Il faut attendre les années 1960 pour que les auto-injecteurs commencent à être développés et le plus fréquemment utilisé dans le monde, le dispositif EpiPen* à 0,3 mg et 0,15 mg, a été homologué en 1987 aux Etats-Unis et à partir de 1989 en Europe.
Actuellement, trois dispositifs sont disponibles aux Etats-Unis, EpiPen* (Mylan), Adrenaclick* (Impax) et Auvi-Q* (Kaleo), et huit en Europe dont les plus fréquemment prescrits sont EpiPen* (Meda Pharma/Viatris), Jext* (ALK-Abello) et Anapen* (Bioprojet).
Cependant, l'efficacité de l'adrénaline reste incertaine, notamment en raison de la difficulté à étudier dans des essais cliniques randomisés l'issue rare et imprévisible d'une anaphylaxie fatale, observent les chercheurs. Dans cet article, ils ont évalué l'efficacité de ces auto-injecteurs d'adrénaline à prévenir l'issue fatale d'une réaction anaphylactique à l'aide d'études in vivo chez l'animal et l'être humain et d'études épidémiologiques.
Selon ces dernières, l'incidence de l'anaphylaxie, des passages aux urgences pour anaphylaxie et des hospitalisations associées augmentent depuis ces dernières décennies, en particulier concernant les allergies alimentaires chez l'enfant. Cependant, le taux d'anaphylaxie fatale dans la population reste stable au cours de la même période, ce qui suggère que la hausse observée pour l'ensemble des cas d'anaphylaxie pourrait s'expliquer par une meilleure connaissance au sein du grand public et un meilleur codage à l'hôpital.
Si les auto-injecteurs étaient efficaces, on aurait pu s'attendre à une hausse de leur prescription, ce qui est d'ailleurs le cas au Royaume-Uni par exemple, et surtout à une baisse du taux d'anaphylaxie fatale dans la population, commentent les chercheurs.
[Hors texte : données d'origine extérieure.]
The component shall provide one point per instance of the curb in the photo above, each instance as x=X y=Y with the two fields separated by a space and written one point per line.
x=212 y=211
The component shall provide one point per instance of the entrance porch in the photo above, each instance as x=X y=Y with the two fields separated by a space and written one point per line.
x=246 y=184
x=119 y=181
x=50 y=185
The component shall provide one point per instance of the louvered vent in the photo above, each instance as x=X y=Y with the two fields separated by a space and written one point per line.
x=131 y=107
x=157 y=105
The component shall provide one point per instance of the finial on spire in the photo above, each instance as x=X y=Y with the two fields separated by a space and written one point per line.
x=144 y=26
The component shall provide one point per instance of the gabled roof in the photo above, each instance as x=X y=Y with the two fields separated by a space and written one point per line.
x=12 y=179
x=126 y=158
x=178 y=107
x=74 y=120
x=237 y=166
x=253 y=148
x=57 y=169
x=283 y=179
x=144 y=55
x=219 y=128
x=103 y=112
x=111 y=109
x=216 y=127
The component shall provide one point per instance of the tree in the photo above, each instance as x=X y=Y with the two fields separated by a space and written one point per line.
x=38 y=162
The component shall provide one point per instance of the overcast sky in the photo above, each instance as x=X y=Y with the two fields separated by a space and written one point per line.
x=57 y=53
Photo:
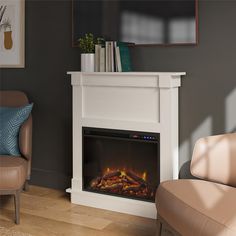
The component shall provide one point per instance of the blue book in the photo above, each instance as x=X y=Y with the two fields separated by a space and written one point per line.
x=125 y=56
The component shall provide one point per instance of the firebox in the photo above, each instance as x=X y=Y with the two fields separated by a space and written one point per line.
x=121 y=163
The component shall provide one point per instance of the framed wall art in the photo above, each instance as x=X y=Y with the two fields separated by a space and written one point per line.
x=12 y=30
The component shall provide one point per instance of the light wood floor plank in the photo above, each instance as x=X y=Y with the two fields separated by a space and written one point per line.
x=48 y=212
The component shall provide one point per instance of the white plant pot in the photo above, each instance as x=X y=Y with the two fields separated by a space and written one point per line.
x=87 y=62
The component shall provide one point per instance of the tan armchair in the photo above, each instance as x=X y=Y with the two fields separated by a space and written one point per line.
x=15 y=171
x=205 y=206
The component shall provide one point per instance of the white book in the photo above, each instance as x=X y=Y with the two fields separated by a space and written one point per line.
x=112 y=56
x=115 y=57
x=102 y=66
x=118 y=60
x=107 y=56
x=97 y=58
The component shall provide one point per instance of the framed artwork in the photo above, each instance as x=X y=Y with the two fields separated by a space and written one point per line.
x=12 y=32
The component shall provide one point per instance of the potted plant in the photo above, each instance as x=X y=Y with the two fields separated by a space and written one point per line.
x=6 y=25
x=87 y=46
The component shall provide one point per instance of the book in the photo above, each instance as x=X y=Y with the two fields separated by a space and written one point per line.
x=102 y=60
x=107 y=57
x=118 y=60
x=97 y=57
x=124 y=56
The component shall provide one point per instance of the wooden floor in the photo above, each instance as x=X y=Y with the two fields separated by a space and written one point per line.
x=48 y=212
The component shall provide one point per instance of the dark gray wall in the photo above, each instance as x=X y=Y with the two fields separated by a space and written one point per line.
x=207 y=95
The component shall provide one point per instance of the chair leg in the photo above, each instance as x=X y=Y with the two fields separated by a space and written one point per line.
x=17 y=206
x=26 y=186
x=159 y=228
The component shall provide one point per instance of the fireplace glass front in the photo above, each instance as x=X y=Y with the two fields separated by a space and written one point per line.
x=121 y=163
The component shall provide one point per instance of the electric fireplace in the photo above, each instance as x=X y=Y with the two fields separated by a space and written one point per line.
x=121 y=163
x=115 y=167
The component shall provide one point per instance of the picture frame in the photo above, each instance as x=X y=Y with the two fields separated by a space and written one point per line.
x=12 y=33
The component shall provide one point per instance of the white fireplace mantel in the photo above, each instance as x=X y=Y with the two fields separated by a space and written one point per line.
x=139 y=101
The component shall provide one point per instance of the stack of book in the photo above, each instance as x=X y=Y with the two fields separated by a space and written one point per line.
x=112 y=57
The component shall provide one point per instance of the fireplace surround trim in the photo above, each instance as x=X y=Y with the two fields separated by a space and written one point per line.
x=139 y=101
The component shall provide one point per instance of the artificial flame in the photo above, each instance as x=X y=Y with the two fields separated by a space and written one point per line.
x=123 y=173
x=123 y=182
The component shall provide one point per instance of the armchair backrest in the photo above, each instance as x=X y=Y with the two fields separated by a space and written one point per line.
x=214 y=159
x=17 y=99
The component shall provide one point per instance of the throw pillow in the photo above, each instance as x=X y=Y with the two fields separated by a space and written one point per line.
x=11 y=120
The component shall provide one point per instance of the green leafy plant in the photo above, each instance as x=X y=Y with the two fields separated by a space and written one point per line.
x=87 y=43
x=6 y=24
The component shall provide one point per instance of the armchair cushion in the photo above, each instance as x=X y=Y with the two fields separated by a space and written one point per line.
x=11 y=120
x=197 y=207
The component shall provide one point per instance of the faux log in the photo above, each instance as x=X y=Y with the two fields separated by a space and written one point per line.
x=136 y=178
x=111 y=174
x=112 y=187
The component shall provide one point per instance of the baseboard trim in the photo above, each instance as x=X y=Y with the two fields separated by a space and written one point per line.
x=49 y=178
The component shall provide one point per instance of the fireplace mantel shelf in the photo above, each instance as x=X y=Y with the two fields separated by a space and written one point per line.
x=138 y=101
x=130 y=79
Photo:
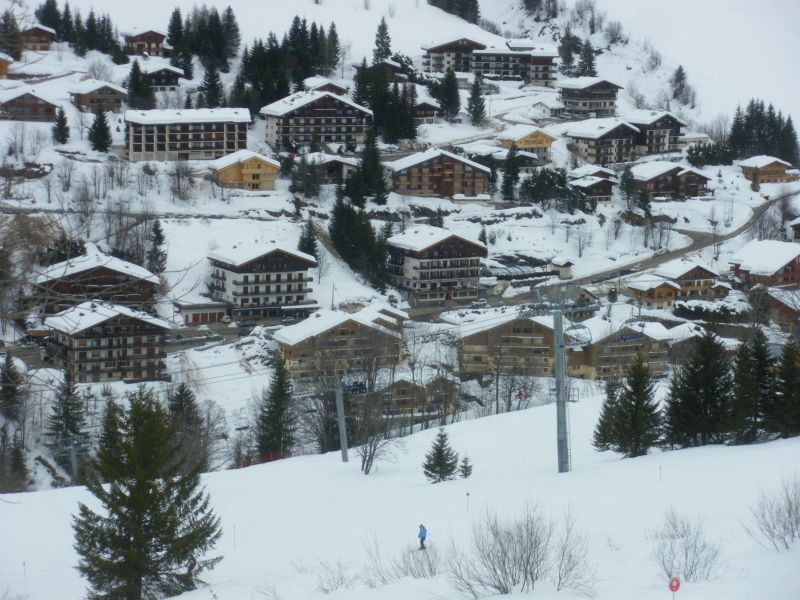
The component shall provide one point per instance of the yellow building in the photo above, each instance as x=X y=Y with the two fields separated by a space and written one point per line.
x=245 y=169
x=528 y=138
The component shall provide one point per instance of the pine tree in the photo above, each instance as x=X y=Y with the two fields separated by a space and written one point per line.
x=637 y=419
x=465 y=468
x=603 y=438
x=698 y=404
x=156 y=259
x=441 y=461
x=276 y=421
x=10 y=389
x=308 y=239
x=100 y=132
x=156 y=525
x=586 y=65
x=510 y=174
x=212 y=89
x=383 y=43
x=476 y=105
x=60 y=128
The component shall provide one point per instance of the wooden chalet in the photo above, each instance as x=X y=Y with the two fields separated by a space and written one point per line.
x=769 y=169
x=431 y=265
x=91 y=94
x=99 y=342
x=666 y=179
x=303 y=117
x=37 y=38
x=245 y=169
x=437 y=172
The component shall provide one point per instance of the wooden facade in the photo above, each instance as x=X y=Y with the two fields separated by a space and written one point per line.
x=438 y=173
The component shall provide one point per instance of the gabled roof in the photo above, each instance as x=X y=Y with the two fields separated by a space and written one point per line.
x=90 y=314
x=596 y=128
x=240 y=156
x=419 y=157
x=421 y=237
x=582 y=83
x=647 y=117
x=90 y=85
x=761 y=161
x=188 y=115
x=765 y=257
x=94 y=259
x=242 y=253
x=520 y=131
x=297 y=100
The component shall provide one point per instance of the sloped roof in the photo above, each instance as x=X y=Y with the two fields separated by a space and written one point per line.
x=420 y=157
x=91 y=260
x=765 y=257
x=420 y=237
x=239 y=156
x=91 y=313
x=242 y=253
x=301 y=99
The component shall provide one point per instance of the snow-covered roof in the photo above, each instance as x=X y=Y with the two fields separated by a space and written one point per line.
x=765 y=257
x=595 y=128
x=645 y=282
x=188 y=115
x=431 y=153
x=677 y=268
x=646 y=117
x=521 y=130
x=241 y=253
x=761 y=161
x=325 y=319
x=92 y=260
x=90 y=85
x=420 y=237
x=299 y=99
x=239 y=156
x=587 y=170
x=581 y=83
x=92 y=313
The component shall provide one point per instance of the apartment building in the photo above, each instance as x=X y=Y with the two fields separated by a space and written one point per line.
x=431 y=265
x=437 y=172
x=98 y=342
x=303 y=117
x=185 y=134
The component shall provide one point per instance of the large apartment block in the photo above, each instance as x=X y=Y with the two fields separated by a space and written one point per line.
x=107 y=342
x=186 y=134
x=262 y=280
x=304 y=117
x=433 y=265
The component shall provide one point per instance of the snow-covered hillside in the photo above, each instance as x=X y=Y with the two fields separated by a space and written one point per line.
x=287 y=524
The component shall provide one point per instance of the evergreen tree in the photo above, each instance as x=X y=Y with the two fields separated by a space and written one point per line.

Ils supposent alors que patients ne prennent pas les auto-injecteurs avec eux ou ne les utilisent pas… ou que ces dispositifs ne sont pas efficaces.
Les données disponibles issues d'essais randomisés contrôlés dans des modèles animaux montrent que des perfusions intraveineuses d'adrénaline sont efficaces pour prévenir l'évolution fatale d'une anaphylaxie. Des études chez le rat en particulier montrent qu'il semble possible de prévenir toute anaphylaxie fatale avec un traitement adéquat et rapide et, chez le volontaire sain, il apparaît une réponse cardiovasculaire prévisible, dose-dépendante à la perfusion IV d'adrénaline.
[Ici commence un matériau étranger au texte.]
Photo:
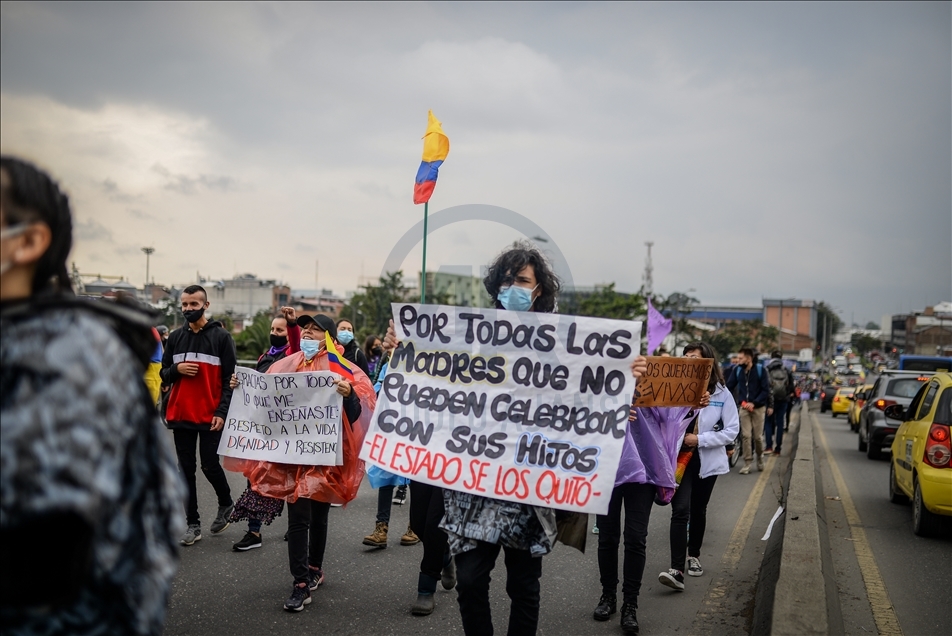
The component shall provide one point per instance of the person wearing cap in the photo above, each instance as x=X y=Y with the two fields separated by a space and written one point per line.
x=310 y=490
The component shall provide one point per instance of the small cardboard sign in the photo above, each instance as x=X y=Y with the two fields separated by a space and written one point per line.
x=673 y=381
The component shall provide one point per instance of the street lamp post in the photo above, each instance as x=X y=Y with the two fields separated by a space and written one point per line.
x=148 y=252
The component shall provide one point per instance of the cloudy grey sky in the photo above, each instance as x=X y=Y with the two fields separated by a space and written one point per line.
x=796 y=149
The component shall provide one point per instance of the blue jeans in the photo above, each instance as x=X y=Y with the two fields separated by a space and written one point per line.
x=773 y=424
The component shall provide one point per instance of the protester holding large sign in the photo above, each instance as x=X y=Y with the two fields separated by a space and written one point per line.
x=512 y=413
x=308 y=474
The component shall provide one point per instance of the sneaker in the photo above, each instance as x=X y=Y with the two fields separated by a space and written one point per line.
x=673 y=579
x=448 y=575
x=629 y=619
x=249 y=542
x=315 y=576
x=223 y=520
x=409 y=538
x=300 y=596
x=192 y=534
x=694 y=567
x=378 y=539
x=607 y=605
x=424 y=606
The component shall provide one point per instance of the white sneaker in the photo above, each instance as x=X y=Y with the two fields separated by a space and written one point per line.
x=694 y=567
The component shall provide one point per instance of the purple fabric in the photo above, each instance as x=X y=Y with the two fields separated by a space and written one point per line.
x=658 y=328
x=651 y=446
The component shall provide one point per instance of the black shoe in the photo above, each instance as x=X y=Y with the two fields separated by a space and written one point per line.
x=629 y=619
x=607 y=605
x=249 y=542
x=300 y=596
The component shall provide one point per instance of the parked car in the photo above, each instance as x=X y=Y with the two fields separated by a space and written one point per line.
x=876 y=429
x=856 y=405
x=841 y=401
x=827 y=393
x=921 y=466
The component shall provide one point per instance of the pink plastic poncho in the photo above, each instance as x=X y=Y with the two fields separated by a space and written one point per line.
x=333 y=484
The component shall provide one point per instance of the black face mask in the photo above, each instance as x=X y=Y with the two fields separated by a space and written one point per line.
x=193 y=315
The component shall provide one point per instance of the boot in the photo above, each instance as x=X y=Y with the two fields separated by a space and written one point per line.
x=629 y=619
x=426 y=596
x=409 y=538
x=379 y=537
x=607 y=605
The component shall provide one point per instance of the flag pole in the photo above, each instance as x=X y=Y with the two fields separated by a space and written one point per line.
x=426 y=209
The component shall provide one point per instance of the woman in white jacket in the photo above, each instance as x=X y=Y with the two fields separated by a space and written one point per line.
x=715 y=428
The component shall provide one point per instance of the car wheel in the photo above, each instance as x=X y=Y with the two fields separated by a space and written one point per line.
x=923 y=521
x=896 y=495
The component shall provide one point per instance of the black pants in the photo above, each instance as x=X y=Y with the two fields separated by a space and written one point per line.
x=523 y=571
x=185 y=440
x=307 y=536
x=638 y=500
x=689 y=505
x=426 y=511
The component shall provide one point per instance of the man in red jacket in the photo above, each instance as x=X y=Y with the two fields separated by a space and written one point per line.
x=198 y=363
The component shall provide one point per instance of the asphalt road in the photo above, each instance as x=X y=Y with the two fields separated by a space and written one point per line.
x=916 y=572
x=368 y=591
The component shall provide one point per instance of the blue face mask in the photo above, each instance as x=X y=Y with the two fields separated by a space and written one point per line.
x=310 y=348
x=516 y=298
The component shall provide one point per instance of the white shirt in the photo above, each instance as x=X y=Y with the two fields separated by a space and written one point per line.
x=711 y=442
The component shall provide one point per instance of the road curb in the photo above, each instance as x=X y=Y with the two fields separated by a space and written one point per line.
x=800 y=600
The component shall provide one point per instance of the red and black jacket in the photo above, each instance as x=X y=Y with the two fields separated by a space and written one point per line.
x=195 y=400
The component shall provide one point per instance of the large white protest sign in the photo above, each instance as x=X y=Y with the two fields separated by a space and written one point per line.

Afin d'inverser les caractéristiques physiologiques d'une anaphylaxie, il faut entre 0,05 et 0,5 µg/kg/min d'adrénaline pendant une à deux heures. En injections intramusculaires, il faut environ 10 µg/kg pour avoir un pic plasmatique similaire à celui obtenu avec la perfusion IV, de 100-500 pg/mL.
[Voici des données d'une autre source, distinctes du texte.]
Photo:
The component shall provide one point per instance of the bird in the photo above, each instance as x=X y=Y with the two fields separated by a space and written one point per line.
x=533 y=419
Cependant, les données pharmacocinétiques et pharmacodynamiques montrent que les auto-injecteurs d'adrénaline sont associés à une absorption variable d'adrénaline, une demi-vie courte et une réponse cardiovasculaire non prévisible. Ainsi, pour traiter une anaphylaxie sévère, des études cliniques suggèrent qu'il faudrait une perfusion continue et prolongée d'adrénaline.
Concernant l'adrénaline intramusculaire, les quelques études cliniques publiées chez des patients avec une anaphylaxie montrent qu'elle a des effets cardiovasculaires limités et que ses effets respiratoires sont mal caractérisés.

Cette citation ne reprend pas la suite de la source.